We believe that a lack of understanding of the reaction mechanism between polymeric probes and FA restricts their full potential. In addition to this, in most of the literature reports, the synthesized sensing systems are for single use only. This limits their applications for environmental monitoring where continuous and repeated monitoring play an important role. Therefore, a thorough investigation of the in vivo behavior is the most requirement for their clinical applications and as suitable therapeutic agents.
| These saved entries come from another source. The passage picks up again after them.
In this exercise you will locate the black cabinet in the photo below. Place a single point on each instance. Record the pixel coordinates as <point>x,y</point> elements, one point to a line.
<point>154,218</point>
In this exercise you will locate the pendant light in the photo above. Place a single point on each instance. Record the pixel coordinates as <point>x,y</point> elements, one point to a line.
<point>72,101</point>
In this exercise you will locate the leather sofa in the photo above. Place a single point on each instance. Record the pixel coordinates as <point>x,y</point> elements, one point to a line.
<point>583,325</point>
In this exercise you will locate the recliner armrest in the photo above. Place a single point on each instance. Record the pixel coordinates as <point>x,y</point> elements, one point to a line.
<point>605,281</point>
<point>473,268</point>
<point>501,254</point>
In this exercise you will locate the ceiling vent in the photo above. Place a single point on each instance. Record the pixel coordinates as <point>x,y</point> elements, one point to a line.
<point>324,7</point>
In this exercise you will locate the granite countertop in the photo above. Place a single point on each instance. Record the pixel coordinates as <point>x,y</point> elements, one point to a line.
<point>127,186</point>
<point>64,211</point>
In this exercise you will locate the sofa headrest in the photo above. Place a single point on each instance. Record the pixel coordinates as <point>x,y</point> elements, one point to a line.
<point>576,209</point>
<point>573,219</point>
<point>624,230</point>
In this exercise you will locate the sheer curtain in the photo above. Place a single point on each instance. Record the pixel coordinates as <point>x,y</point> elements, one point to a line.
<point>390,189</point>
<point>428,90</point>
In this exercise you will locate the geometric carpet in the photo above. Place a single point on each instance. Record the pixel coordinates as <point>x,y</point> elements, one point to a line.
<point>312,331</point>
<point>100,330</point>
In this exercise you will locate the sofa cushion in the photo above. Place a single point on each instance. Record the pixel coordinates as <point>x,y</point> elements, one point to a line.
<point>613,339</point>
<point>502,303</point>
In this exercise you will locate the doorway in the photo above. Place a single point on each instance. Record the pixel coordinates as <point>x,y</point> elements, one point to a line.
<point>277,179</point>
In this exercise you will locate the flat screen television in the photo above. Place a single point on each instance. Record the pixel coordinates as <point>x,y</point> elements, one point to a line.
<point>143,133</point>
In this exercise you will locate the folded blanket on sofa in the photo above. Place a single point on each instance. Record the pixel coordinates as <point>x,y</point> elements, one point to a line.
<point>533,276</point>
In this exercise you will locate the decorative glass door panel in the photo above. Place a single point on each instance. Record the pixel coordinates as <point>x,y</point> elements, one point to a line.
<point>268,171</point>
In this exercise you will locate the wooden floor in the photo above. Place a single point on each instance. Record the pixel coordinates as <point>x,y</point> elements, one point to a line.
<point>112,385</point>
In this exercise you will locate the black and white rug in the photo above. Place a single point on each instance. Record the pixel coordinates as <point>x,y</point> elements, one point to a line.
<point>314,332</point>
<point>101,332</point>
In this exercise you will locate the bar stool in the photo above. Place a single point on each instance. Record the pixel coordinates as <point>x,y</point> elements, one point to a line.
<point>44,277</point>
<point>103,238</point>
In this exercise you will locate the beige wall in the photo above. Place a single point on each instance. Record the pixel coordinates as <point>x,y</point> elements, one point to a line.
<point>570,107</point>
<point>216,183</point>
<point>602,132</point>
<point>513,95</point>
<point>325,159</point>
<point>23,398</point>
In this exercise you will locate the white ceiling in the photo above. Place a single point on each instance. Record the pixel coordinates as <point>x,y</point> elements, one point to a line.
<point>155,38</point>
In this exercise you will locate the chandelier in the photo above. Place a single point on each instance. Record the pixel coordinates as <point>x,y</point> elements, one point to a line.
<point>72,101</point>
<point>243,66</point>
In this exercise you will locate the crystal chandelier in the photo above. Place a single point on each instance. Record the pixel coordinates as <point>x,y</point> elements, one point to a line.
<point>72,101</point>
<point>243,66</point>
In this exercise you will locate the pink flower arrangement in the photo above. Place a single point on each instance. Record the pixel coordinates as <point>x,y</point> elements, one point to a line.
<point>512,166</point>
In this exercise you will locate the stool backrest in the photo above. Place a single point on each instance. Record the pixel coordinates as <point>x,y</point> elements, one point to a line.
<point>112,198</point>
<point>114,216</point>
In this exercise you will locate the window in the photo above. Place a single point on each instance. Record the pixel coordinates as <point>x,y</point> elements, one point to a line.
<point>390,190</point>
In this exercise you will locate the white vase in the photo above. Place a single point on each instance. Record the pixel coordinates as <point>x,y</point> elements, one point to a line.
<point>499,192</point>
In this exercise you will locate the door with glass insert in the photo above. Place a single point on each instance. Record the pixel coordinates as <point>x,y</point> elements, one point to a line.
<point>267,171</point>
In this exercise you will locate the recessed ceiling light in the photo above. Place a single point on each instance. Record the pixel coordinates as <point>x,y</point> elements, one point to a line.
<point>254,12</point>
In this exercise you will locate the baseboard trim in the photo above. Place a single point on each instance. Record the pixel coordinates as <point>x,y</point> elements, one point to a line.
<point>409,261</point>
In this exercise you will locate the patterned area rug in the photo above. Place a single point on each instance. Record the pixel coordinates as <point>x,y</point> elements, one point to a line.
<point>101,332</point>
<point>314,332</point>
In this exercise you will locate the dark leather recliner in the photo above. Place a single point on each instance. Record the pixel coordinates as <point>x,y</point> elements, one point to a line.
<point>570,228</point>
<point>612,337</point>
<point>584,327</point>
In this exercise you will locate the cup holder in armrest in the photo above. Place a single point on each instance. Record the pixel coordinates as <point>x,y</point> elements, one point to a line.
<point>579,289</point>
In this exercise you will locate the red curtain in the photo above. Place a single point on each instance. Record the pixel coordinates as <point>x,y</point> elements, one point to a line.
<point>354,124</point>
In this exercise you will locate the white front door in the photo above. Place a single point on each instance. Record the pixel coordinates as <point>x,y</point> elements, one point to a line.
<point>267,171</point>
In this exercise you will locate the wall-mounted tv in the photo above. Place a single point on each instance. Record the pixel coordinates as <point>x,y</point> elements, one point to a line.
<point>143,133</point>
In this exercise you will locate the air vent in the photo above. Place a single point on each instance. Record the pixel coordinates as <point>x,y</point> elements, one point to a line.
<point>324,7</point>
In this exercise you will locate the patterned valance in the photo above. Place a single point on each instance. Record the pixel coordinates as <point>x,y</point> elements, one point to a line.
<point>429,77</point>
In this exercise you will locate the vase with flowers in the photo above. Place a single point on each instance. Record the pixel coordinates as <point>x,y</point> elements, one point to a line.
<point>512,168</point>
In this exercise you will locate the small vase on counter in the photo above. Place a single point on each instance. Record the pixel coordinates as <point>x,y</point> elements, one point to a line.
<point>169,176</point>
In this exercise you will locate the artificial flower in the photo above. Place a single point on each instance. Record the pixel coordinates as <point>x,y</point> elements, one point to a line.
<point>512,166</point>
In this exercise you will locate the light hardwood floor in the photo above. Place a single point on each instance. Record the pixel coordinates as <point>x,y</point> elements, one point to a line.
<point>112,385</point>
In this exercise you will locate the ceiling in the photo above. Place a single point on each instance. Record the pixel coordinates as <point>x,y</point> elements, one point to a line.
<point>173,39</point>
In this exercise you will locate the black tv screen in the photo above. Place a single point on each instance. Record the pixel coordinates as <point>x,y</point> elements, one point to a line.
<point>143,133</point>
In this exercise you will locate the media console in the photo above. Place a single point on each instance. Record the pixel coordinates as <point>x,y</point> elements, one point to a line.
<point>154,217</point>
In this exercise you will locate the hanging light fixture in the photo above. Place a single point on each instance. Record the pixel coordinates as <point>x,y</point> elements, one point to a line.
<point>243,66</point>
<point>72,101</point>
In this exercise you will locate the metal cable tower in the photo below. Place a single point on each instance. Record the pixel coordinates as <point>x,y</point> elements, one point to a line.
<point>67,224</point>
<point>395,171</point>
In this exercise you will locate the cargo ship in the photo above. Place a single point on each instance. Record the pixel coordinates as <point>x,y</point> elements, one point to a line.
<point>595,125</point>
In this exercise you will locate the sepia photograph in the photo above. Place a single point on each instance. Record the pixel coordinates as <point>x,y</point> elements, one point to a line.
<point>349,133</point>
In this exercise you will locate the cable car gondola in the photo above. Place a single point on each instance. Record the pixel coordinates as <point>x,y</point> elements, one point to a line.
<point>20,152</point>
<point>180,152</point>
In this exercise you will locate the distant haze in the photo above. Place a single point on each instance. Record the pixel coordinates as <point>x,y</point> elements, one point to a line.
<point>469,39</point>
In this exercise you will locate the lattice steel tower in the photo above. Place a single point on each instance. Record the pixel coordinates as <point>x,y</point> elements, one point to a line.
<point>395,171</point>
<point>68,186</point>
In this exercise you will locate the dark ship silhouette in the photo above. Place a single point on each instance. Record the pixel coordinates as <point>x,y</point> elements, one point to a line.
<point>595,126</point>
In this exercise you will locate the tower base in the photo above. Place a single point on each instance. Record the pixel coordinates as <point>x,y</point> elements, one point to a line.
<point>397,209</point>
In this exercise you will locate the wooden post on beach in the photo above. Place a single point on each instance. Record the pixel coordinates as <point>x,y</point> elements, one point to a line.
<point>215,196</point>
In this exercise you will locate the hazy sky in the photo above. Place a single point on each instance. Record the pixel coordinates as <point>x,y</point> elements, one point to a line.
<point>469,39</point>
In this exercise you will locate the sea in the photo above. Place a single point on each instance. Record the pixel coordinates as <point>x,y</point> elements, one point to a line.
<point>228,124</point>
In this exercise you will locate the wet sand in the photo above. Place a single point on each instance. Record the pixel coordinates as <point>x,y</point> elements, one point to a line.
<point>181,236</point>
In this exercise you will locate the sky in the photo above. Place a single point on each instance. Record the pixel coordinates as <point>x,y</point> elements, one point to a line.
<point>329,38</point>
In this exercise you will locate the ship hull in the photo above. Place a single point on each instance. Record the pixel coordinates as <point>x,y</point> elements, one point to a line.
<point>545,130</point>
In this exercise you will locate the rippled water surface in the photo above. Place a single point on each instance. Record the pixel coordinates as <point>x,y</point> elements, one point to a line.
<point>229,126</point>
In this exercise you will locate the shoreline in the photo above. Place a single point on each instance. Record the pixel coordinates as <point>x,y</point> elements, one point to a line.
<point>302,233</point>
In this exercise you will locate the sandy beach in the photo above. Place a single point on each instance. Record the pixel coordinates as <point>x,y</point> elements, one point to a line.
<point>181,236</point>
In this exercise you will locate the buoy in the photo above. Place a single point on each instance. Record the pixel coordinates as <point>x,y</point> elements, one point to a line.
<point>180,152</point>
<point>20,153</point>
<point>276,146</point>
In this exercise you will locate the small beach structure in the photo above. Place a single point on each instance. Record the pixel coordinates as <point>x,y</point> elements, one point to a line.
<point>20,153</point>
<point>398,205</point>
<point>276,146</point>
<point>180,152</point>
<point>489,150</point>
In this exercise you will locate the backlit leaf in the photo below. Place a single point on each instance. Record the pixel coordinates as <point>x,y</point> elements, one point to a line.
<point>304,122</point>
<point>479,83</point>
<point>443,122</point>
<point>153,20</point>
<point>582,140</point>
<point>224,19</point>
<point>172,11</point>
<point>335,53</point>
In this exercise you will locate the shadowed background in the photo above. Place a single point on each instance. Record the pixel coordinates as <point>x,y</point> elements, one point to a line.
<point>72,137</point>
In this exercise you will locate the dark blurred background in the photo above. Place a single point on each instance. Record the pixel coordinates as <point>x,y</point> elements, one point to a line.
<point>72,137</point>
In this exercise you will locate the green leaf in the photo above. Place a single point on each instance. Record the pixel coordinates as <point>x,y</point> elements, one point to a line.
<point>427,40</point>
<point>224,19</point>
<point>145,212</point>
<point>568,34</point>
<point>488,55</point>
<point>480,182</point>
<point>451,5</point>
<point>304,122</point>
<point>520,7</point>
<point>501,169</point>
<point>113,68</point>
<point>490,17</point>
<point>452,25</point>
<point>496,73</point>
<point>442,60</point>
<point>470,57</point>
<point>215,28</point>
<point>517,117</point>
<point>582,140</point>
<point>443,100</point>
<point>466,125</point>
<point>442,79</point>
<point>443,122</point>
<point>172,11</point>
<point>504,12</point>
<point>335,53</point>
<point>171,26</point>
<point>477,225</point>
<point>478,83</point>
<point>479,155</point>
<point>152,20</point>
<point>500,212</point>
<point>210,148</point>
Yet, the finding of novel polymeric materials will offer a ground-breaking push to the quest for new operative treatments for the chronic biological disorders causing damage to a large section of the human population [92]. We are hopeful that this in-depth discussion about FA sensing mechanistic pathway and the recent development of the polymeric probes will highly encourage the scientific community to overcome and find a permanent solution to the FA problem. However, further studies are needed for developing the probable practices of using polymeric materials for successful application in numerous diseases.